More about "Artemether"

Artemether is a potent antimalarial drug derived from the natural compound artemisinin, extracted from the Artemisia annua plant.
It is primarily used to treat severe and uncomplicated falciparum malaria, a life-threatening form of the disease caused by the Plasmodium falciparum parasite.
Artemether works by disrupting the parasite's metabolic processes, leading to its destruction.
It is particularly effective against multidrug-resistant strains of P. falciparum, making it a crucial tool in the fight against malaria in endemic regions.

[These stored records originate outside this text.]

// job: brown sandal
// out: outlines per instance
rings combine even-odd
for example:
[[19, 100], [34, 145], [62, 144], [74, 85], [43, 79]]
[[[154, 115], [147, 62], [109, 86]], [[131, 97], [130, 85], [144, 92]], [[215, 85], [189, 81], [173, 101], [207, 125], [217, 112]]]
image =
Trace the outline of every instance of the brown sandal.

Artemether is typically administered as an intramuscular or oral formulation, and its use has been shown to reduce morbidity and mortality associated with malaria.
Researchers studying Artemether can utilize the AI-powered PubCompare.ai platform to locate the most reliable experimental protocols from literature, preprints, and patents, enhancing the reproducibility and accuracy of their research.
Coartem, a combination of Artemether and Lumefantrine, is another important antimalarial drug that has been used effectively in the treatment of malaria.
DMSO (Dimethyl Sulfoxide) is a solvent that can be used to dissolve Artemether, while L-glutamine is an important nutrient for cell culture experiments involving Artemether.
Pyrimethamine and Amodiaquine are other antimalarial drugs that may be studied in conjunction with Artemether, while Mefloquine is an alternative treatment option for malaria.
By understanding the broader context of Artemether and its related compounds, researchers can enhance the effectiveness and impact of their Artemether-focused studies.